Städteregionsrat Grüttemeier: „Starkes Signal“
Die Fördermittel sollen demnach vor allem in den Aufbau der nötigen technischen und verkehrlichen Infrastruktur fließen, um die Ansiedlung weiterer Unternehmen der Luftfahrtindustrie zu ermöglichen. Dazu gehören auch zentrale Untersuchungen, Konzepte und Fachgutachten für die Umsetzung des Projekts. Ein städtebaulicher Masterplan soll zudem die Grundlage für eine geordnete und nachhaltige Entwicklung des Standorts schaffen.
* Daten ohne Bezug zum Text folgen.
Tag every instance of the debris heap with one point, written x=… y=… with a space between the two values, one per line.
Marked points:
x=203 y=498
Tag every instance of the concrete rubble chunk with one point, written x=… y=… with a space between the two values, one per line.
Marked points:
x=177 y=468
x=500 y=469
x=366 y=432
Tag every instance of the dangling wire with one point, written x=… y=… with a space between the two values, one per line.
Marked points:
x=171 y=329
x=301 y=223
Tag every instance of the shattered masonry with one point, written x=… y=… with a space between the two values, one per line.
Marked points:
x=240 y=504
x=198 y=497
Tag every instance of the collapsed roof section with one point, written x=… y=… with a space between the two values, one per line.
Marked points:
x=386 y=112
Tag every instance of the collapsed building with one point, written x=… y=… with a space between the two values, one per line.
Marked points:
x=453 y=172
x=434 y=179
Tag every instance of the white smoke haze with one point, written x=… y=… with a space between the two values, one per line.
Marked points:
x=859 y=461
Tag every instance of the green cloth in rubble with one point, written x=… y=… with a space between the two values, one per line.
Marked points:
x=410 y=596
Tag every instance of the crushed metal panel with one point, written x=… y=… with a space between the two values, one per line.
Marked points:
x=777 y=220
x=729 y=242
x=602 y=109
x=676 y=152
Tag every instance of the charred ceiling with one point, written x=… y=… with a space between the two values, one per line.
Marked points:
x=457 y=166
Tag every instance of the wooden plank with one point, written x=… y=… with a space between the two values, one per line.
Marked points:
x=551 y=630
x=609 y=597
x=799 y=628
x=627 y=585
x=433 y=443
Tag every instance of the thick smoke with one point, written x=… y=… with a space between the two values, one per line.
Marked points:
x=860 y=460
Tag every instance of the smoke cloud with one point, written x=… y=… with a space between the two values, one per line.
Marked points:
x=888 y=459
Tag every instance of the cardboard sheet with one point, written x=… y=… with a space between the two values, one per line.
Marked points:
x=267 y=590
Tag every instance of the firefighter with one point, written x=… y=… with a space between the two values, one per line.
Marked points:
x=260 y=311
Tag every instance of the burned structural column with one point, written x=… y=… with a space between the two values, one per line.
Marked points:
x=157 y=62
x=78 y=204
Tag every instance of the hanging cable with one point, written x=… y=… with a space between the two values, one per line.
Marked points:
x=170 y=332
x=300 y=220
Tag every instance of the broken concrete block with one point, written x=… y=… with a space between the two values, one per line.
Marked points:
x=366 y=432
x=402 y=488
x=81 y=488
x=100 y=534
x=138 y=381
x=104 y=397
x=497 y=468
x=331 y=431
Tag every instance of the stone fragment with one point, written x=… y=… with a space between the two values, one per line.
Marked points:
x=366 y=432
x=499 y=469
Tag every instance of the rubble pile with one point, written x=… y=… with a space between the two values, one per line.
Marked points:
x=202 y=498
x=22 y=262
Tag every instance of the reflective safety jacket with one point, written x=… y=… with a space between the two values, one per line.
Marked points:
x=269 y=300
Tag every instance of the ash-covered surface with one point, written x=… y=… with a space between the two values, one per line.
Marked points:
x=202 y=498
Städteregionsrat Dr. Tim Grüttemeier wertet die Landesförderung als „starkes Signal“ für den Strukturwandel im Rheinischen Revier. Damit könne die erfolgreiche Entwicklung in Merzbrück konsequent fortgesetzt werden – mit dem Ziel, weitere hochwertige Arbeitsplätze zu schaffen und wirtschaftliche Perspektiven für die gesamte Region zu eröffnen.
Projekt soll Strukturwandel weiter vorantreiben
Die Entwicklungen am Standort kommen derweil zügig voran. Im Aero-Park 1 wird bereits intensiv gebaut, mehrere renommierte Projekte befinden sich in der finalen Planungsphase – der Baustart steht kurz bevor. Umso wichtiger ist nun die geplante Erweiterung des Areals im Süden des Forschungsflugplatzes, um angesichts der starken Nachfrage zusätzliche Ansiedlungsflächen zu schaffen.